Jeffries gaming analyst David Katz told investors he expected Caesars to gain in value, “given this had been the more likely outcome.”
Caesars already owns 20% of William Hill US, the British company’s American subsidiary. Caesars CEO Tom Reeg told the Nevada Gaming Commission in March the casino giant only wants to own the U.S. operations for William Hill and plans to sell the international portion of the company soon after the deal closes.
Caesars Chief Financial Officer Bret Yunker told the Gaming Commission selling the international portion of William Hill would bring cash back into the company.
Las Vegas-based William Hill US operates more than a dozen branded sportsbooks at Caesars’ properties in Nevada, Iowa, North Carolina, and New Jersey, and has more than 170 retail locations across 14 states. William Hill will rebrand additional Caesars sports betting facilities and launch the Caesars Sports Book by William Hill mobile app.
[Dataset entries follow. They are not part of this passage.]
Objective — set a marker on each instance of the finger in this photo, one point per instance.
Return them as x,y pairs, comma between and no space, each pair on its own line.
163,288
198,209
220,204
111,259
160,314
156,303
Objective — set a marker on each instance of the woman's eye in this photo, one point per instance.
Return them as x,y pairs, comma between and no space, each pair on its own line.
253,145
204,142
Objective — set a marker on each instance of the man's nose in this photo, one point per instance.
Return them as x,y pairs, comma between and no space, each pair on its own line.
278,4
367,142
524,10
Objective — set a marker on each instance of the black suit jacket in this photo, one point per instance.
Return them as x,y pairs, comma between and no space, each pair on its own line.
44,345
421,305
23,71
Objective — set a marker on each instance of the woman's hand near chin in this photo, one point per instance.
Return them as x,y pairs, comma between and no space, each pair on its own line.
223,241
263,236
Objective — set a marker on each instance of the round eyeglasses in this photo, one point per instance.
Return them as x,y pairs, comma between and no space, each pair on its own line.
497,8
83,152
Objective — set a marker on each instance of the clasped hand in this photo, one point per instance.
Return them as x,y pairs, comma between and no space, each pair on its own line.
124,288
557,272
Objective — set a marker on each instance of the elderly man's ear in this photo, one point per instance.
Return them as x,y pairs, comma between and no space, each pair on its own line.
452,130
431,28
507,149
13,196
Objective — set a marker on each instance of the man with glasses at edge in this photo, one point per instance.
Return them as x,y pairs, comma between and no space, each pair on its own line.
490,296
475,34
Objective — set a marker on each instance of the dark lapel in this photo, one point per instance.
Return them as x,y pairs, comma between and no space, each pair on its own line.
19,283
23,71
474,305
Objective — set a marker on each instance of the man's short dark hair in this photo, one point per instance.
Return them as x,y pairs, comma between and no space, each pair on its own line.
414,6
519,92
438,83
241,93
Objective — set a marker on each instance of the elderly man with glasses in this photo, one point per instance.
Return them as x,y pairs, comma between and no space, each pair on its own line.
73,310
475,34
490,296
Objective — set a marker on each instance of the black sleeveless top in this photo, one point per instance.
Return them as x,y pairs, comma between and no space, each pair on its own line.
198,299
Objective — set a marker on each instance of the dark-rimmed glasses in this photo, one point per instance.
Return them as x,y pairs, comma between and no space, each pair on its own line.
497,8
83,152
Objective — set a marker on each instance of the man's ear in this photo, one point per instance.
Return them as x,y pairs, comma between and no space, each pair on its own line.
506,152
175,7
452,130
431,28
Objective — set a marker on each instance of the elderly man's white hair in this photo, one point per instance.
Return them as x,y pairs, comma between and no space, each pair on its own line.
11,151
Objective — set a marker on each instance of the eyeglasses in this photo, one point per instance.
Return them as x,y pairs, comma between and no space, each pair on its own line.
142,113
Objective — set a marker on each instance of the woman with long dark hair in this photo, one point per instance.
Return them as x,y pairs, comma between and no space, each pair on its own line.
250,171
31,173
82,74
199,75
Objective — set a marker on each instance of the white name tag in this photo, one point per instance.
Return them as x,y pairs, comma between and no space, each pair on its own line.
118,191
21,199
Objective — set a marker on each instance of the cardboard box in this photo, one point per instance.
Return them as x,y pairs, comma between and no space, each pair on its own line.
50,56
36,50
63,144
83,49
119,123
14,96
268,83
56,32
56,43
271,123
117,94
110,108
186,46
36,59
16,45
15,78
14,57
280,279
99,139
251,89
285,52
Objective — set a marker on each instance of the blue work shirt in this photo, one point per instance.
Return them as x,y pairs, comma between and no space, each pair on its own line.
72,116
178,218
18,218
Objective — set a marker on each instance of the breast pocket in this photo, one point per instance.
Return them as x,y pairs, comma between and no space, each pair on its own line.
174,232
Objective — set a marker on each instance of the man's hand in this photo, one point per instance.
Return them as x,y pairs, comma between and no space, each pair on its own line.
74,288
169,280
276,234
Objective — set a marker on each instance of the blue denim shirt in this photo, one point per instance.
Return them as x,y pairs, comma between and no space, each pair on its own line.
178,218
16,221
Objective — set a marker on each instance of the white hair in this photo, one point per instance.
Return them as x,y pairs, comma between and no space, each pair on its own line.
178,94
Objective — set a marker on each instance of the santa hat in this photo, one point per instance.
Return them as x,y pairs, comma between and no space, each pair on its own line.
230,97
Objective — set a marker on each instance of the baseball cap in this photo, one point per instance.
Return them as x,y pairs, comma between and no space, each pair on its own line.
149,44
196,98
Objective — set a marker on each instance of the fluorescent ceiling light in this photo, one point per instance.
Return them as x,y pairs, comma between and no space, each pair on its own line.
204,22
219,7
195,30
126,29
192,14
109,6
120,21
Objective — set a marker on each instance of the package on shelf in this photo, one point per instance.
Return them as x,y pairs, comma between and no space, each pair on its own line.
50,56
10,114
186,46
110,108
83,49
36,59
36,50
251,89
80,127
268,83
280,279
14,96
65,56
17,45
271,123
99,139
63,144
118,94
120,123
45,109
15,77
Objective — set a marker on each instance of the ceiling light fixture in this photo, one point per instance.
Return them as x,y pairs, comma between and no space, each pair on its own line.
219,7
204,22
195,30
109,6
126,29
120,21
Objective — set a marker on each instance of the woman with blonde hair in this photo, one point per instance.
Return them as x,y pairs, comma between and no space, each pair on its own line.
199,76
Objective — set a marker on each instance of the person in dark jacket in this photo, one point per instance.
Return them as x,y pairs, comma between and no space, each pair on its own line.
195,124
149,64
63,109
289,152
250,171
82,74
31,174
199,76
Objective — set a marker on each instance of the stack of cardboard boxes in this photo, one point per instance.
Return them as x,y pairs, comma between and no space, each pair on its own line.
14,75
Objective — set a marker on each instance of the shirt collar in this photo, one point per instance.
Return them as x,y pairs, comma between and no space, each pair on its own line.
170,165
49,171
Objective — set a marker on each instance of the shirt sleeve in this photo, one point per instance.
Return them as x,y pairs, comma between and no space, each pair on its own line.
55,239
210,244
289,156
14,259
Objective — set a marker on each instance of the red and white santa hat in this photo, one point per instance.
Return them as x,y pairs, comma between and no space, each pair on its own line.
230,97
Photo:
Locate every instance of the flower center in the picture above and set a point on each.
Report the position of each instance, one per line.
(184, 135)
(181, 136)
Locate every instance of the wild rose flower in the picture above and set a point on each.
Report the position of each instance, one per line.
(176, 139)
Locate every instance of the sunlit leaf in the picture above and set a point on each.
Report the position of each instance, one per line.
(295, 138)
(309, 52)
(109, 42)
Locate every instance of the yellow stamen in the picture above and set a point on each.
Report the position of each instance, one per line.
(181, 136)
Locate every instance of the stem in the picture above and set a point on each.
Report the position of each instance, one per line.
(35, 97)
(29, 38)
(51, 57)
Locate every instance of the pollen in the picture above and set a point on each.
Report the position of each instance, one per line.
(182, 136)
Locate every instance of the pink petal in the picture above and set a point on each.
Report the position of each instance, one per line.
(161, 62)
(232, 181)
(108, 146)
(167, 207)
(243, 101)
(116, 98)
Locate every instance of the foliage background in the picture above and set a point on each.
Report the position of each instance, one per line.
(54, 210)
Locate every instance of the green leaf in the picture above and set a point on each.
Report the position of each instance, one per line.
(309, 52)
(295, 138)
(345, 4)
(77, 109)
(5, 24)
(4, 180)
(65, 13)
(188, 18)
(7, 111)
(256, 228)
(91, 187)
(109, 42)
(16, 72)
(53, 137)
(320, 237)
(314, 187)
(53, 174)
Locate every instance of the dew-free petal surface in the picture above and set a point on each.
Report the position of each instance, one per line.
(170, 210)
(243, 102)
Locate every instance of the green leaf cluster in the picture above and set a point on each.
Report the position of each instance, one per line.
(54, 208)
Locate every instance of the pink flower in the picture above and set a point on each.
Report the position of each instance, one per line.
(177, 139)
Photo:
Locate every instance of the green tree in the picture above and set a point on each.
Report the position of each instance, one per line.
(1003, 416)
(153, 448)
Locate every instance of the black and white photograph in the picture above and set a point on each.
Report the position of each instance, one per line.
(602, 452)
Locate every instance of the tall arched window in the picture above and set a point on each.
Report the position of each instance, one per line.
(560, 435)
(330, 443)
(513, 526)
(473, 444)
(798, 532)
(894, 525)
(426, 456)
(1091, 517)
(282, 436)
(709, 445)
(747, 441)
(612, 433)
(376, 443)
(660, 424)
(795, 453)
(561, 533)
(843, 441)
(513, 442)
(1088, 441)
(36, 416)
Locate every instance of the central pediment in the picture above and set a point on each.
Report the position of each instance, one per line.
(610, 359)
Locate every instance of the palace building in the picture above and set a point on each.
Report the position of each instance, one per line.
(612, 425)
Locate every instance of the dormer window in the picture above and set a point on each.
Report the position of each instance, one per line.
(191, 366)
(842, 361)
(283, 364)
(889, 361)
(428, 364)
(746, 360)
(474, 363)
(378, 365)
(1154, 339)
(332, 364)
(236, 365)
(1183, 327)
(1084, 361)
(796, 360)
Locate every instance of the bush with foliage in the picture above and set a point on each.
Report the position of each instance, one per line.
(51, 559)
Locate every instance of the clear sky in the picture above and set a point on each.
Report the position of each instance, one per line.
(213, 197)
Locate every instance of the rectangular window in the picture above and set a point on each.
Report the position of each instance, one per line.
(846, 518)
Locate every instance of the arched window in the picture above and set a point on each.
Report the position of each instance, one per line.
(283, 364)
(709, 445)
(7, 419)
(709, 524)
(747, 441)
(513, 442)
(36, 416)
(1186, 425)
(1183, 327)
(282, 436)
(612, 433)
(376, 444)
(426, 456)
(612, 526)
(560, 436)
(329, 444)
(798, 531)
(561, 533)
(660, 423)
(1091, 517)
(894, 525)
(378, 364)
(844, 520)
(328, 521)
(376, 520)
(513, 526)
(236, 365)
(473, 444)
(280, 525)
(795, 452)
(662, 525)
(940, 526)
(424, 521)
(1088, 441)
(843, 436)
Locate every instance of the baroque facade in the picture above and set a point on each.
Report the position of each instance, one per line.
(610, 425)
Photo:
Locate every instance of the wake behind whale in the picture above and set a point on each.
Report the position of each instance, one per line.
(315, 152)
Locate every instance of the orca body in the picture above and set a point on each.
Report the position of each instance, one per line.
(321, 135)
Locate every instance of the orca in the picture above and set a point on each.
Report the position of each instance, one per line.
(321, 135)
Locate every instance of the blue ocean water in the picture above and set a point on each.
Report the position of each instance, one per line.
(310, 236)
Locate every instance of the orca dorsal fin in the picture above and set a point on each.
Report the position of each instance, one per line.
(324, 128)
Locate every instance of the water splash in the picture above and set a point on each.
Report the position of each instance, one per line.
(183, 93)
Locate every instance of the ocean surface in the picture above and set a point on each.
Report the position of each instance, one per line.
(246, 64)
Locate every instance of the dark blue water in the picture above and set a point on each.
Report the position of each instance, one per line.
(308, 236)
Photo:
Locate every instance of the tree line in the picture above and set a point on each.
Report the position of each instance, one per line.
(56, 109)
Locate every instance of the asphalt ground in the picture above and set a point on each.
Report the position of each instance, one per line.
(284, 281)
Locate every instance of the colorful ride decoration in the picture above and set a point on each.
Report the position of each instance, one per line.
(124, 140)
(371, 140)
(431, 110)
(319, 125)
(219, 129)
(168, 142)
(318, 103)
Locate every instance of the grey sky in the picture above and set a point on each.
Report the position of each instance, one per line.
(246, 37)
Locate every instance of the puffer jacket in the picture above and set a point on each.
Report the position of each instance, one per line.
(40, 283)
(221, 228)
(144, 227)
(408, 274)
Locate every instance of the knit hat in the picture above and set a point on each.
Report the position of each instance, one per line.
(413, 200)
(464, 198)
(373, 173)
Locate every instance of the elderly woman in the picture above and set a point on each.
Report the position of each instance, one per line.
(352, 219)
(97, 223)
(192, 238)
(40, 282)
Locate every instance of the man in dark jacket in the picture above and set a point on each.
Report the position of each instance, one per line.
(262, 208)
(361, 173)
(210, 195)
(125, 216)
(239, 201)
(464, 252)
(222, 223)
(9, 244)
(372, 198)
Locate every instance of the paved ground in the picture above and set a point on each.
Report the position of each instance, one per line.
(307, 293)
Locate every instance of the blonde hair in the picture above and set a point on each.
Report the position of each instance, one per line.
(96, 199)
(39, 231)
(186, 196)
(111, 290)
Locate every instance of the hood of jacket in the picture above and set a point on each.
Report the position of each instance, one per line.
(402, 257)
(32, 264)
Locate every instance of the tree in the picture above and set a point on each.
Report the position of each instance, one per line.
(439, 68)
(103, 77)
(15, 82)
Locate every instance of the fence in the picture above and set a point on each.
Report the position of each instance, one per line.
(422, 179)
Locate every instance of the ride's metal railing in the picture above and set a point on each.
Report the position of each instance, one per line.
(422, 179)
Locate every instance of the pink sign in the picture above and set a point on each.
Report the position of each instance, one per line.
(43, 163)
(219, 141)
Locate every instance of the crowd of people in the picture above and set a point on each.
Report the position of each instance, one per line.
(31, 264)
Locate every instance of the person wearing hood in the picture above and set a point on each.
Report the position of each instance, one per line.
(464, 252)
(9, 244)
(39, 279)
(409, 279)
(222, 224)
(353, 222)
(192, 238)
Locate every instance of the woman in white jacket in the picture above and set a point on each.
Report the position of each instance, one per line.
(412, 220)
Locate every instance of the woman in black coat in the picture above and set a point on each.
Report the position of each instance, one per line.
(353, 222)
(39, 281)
Most of William Hill’s sportsbooks are not associated with Caesars and the operator has a 29% market share of the U.S sports betting business.
Macquarie Securities gaming analyst Chad Beynon told investors Tuesday Caesars, through the William Hill purchase, has a chance to grab a significant piece of the growing online sports betting and igaming space, which he estimates to be $19 billion business by 2025 and $37 billion by 2030.
“Caesars has also discussed $600 million to $700 million of revenues in 2021, but we believe this can grow to more than $2 billion in 2025, assuming mid-teens U.S. market share,” Beynon told investors, “Bottom line, we think the Caesars U.S. online sports betting and igaming business is worth roughly $10 billion.
The William Hill acquisition cleared federal antitrust concerns in December and was given a favorable vote by William Hill’s shareholders in November. All the required state regulatory bodies in the U.S. have approved the transaction, including Nevada.
Reeg said little about the William Hill purchase during the company’s quarterly earnings conference call on March 18 but was little more forthcoming with Nevada gaming regulators a week later.
One Nevada Gaming Commission member said on the record that William Hill currently accepts 46.1% of all sports wagers in Nevada and has 64.2% of sports betting locations in the state.
In addition to the Caesars properties, William Hill’s Strip presence includes Circus Circus and Sahara. Through the acquisition last summer of rival CG Technologies, William Hill took over sports betting at Venetian, Palazzo, Tropicana, and Cosmopolitan. William Hill US also operates sports betting in downtown Las Vegas at the Strat and Plaza.
The company employs more than 1,100 people. Joe Asher is the CEO of William Hill US.